Neuroskeptic featured an interesting situation over the weekend, involving a case report published in an anesthesiology journal.
The case report in Anaesthesia and Intensive Care — about a six-year-old boy with a rare neurological condition who died following administration of anesthesia — caused the boy’s parents great distress when it appeared in November.
This letter is submitted for publication with the consent of the patient’s parents and of the Queensland State Coroner, Queensland, Australia.

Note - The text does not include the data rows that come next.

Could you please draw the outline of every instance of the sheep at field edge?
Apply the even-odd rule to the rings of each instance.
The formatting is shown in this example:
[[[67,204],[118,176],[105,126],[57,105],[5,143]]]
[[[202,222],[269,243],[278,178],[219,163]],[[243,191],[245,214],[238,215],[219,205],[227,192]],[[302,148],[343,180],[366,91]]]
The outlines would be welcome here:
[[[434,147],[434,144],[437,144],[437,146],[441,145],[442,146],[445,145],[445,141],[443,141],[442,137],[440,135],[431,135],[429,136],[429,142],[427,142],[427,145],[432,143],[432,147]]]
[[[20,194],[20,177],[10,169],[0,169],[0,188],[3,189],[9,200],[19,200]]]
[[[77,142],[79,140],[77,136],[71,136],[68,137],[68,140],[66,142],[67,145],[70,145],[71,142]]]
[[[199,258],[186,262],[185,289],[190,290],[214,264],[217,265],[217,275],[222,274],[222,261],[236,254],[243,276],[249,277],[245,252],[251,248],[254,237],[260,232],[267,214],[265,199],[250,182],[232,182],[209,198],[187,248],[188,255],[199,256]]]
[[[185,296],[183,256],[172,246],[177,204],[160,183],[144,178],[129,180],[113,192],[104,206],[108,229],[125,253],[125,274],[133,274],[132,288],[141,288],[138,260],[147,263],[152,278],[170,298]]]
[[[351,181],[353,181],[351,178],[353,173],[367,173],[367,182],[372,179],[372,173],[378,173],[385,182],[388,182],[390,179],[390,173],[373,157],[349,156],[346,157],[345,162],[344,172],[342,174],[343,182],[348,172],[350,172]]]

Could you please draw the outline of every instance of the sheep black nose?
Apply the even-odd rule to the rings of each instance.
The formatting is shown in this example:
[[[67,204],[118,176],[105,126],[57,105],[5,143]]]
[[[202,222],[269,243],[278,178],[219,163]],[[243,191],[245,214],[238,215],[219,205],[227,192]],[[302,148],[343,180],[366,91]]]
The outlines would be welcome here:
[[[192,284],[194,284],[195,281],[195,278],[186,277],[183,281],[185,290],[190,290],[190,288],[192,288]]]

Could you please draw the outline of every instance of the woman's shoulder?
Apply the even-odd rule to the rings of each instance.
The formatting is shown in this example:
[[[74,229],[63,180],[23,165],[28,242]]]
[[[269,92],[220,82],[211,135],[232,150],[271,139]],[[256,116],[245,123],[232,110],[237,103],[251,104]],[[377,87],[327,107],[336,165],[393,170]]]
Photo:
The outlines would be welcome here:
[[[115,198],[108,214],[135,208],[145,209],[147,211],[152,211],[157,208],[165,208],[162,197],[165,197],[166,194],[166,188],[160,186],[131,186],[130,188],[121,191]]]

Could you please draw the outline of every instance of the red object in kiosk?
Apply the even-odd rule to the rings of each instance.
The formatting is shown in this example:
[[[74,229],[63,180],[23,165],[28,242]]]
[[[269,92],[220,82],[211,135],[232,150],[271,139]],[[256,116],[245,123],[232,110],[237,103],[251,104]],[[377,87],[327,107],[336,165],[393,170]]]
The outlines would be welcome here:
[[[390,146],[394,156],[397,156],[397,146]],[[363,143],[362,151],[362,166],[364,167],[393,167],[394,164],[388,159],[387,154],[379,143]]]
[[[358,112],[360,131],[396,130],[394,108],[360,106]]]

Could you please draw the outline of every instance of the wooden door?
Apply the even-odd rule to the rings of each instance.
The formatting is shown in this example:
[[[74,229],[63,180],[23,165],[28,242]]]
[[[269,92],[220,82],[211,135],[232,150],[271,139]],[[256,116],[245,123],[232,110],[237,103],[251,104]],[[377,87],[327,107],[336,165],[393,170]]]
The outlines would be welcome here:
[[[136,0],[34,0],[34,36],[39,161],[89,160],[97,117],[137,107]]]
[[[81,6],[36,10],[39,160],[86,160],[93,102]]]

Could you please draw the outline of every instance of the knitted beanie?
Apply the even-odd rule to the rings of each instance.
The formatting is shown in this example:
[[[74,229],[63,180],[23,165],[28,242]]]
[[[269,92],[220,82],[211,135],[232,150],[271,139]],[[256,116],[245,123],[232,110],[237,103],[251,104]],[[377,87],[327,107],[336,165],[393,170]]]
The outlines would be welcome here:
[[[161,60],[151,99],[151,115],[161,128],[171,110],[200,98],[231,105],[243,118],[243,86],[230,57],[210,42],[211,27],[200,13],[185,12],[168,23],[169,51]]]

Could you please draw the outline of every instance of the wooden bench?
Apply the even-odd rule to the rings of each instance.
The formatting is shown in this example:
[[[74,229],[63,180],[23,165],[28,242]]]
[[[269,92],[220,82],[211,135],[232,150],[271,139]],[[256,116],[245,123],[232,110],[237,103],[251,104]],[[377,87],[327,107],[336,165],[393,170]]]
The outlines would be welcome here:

Apparently, that consent wasn’t as broad as the authors thought it was. Here’s the apology from the journal (emphasis ours):
Anaesthesia and Intensive Care would like to apologise unreservedly for the recent publication of a letter describing fatal rhabdomyolysis following volatile anaesthetic induction in a six-year-old boy with Duchenne muscular dystrophy. This apology is to the parents and other family members of the patient. We now recognise that the contents of the letter and the circumstances in which it has been published have caused considerable distress. This is primarily because the contents gave an incorrect impression of several aspects of the patient’s presentation. The parents report that the child was no more unco-operative than any other six-year-old faced with an unexpected surgical procedure, that he was fully mobile and owned but did not as yet use a wheelchair and that while he had some Cushingoid features, he was not obese as could be misconstrued from the description “overtly Cushingoid”. Moreover, they report that he had not had previous anaesthetics between the ages of one and four years for tonsillectomy or grommets. They do not recall any attempt at intravenous cannulation prior to the procedure. They report that he was emotional prior to the induction of anaesthesia, but this was understandable given the way he was managed. They have indicated that they did not give consent to the publication of the letter specifically, only to the communication of information to other doctors, and certainly not in the form that was published. We accept that the distress we have caused is irreparable, but hope that this apology will reduce any ongoing distress.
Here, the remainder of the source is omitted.